E. Tsitsibakou-Vasalou, Ilias 6: Book of Mental Oscillation — Its Thematic and Linguistic Unity

D. Jakob, Pindar’s First Olympian and Aristotle’s Poetics : a Mere Coincidence?

A. Kapsomenos, Neglected Details about the Historical Tragedy

N. Chourmouziades, Sophocles Directing

E. Alexiou, Engomium, Biography and the ‘Motionless Statues’. Isocrates, Euagoras 73-76 and Plutach, Pericles 1-2

E. Passalogolou, On the ” γυναικεῖον δράμα” [in English]

Th. Kouremenos. Eudoxus’ Theory of the Homocentric Spheres and the Animate Celestial Bodies in Aristotle’s De Caelo B 12

A. Vasileiades, Πεπαρασμενάκις : Adverbs and Participles in Aristotle

G. Sifakis, The Participation of ethos and pathos in the Logical Argumentation of the Orator According to Aristotle

P. Kotzia, an Allusion to the Platonic Criticism of the Written Word

K. Tsantsanoglou, The Dialogue of/among the Poets

D. Tsitsikli, Ethopoeia in the Doxography of Cicero’s De natura deorum

D, Nikitas, Cornelius Nepos Neograecus : the Translation of Nepos’ Vitae by Spyridon Vlantis

V. Fyntikoglou, Expedire: From the Lucretian to the Vergilian instruction

S. Kyriakides, Vergil’s Catalogues: Structure and Narrative

N. Petrocheilos, Lavinia: A Shadowy Presence in Vergil’s epic

E. Peraki-Kyriakidou, Bipolar Pairs: The Ovidian version

L. Tromaras, Apiciana

C. Theodorides, Ährenlese aus dem Onomasticon des Julius Pollux

D. Christides, Lucanian Adjectives in -ikos

Ai. Mavroudes, Galen’s Synopsis of the Therapeutic Method

P. Soteroudes, Fragments of Gregory the Theologian and Various Epigrams in the Manuscripts of the Iberon Holy Monastery

N. Konomis, Koraes’ Lexicographica: Emendations on Hesychios

M. Plastira-Valkanou, The Praise of Eminent Physicians in the Greek Anthology [in English].

Notes

1. On the importance of distance and displacement to the Attic tragedy generally, see P. Easterling, “Constructing the Heroic”, in C. Pelling, ed., Greek Tragedy and the Historian (Oxford 1997), 21-22 [21-37]. Kapsomenos’ paper offers hardly any citation of specialized secondary literature on historical tragedy.

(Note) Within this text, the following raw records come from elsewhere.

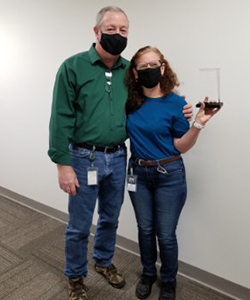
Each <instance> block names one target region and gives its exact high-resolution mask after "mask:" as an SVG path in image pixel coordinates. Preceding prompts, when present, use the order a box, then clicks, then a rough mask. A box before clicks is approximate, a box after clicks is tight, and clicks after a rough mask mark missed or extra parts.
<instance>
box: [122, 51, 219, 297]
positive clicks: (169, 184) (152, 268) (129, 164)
mask: <svg viewBox="0 0 250 300" xmlns="http://www.w3.org/2000/svg"><path fill="white" fill-rule="evenodd" d="M126 83H127V86H128V91H129V96H128V101H127V107H126V108H127V114H128V118H127V131H128V135H129V138H130V142H131V153H132V156H131V158H130V160H129V167H128V187H129V194H130V197H131V200H132V204H133V207H134V211H135V215H136V220H137V224H138V230H139V246H140V253H141V262H142V266H143V273H142V276H141V279H140V281H139V283H138V285H137V287H136V295H137V297H138V298H140V299H146V298H147V297H148V296H149V295H150V293H151V287H152V284H153V283H154V282H155V281H156V279H157V270H156V266H155V264H156V260H157V240H158V245H159V250H160V258H161V269H160V273H161V291H160V295H159V298H158V299H159V300H173V299H175V291H176V275H177V269H178V244H177V239H176V227H177V223H178V220H179V216H180V213H181V210H182V208H183V205H184V203H185V200H186V195H187V187H186V178H185V168H184V164H183V160H182V157H181V156H180V154H181V153H184V152H186V151H188V150H189V149H190V148H191V147H192V146H193V145H194V144H195V142H196V140H197V138H198V135H199V133H200V131H201V129H202V128H203V127H204V126H205V124H206V123H207V122H208V121H209V120H210V118H211V117H212V116H213V115H214V114H215V113H216V112H217V111H218V109H207V108H205V101H207V100H208V99H205V101H204V102H202V103H201V107H200V110H199V111H198V113H197V115H196V117H195V122H194V123H193V124H192V126H191V128H189V127H190V126H189V123H188V121H187V120H186V118H185V117H184V116H183V113H182V107H183V106H184V105H185V104H186V102H185V100H184V99H183V98H182V97H180V96H178V95H177V94H176V93H174V88H175V87H176V86H178V79H177V76H176V74H175V73H174V72H173V71H172V69H171V68H170V66H169V64H168V62H167V61H166V59H165V58H164V56H163V54H162V53H161V52H160V51H159V50H158V49H157V48H153V47H150V46H147V47H144V48H141V49H139V50H138V51H137V53H136V54H135V55H134V56H133V58H132V60H131V65H130V68H129V71H128V74H127V78H126Z"/></svg>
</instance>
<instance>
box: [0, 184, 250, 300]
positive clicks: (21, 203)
mask: <svg viewBox="0 0 250 300" xmlns="http://www.w3.org/2000/svg"><path fill="white" fill-rule="evenodd" d="M0 195H2V196H3V197H5V198H8V199H10V200H12V201H15V202H17V203H19V204H22V205H24V206H27V207H29V208H31V209H33V210H36V211H39V212H40V213H43V214H45V215H47V216H49V217H52V218H54V219H57V220H58V221H60V222H63V223H67V222H68V214H66V213H64V212H61V211H59V210H57V209H55V208H52V207H50V206H47V205H45V204H42V203H39V202H37V201H35V200H33V199H30V198H27V197H25V196H23V195H20V194H18V193H15V192H13V191H11V190H8V189H6V188H4V187H1V186H0ZM95 228H96V226H95V225H92V228H91V232H92V234H94V232H95ZM116 244H117V246H118V247H119V248H122V249H124V250H126V251H129V252H132V253H134V254H136V255H139V247H138V243H136V242H134V241H132V240H129V239H127V238H125V237H122V236H120V235H117V239H116ZM179 275H180V276H183V277H186V278H189V279H190V280H193V281H196V282H198V283H200V284H202V285H204V286H207V287H209V288H211V289H213V290H216V291H218V292H220V293H222V294H224V295H227V296H229V297H231V298H232V299H235V300H249V299H250V289H248V288H245V287H243V286H240V285H238V284H236V283H234V282H231V281H228V280H226V279H224V278H221V277H218V276H216V275H214V274H211V273H209V272H206V271H204V270H201V269H199V268H197V267H194V266H192V265H189V264H187V263H185V262H182V261H179Z"/></svg>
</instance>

2. Unfortunately, P’s bibliography generally stops before 1980, hence he does not take into consideration important views expressed in some moe recent readings of Lavinia’s part (e.g. Hanson, MusAfr 1976; Todd, Vergilius 1980; Lyne, Greece and Rome 1983; Cairns, Vergil’s Augustan Epic 1989 [chapter on ‘Lavinia and the Lyric Tradition’; Bleisch AJP 1996; and certainly the ‘Lavinia’ entry by Lacey in the Enciclopedia Virgiliana 3).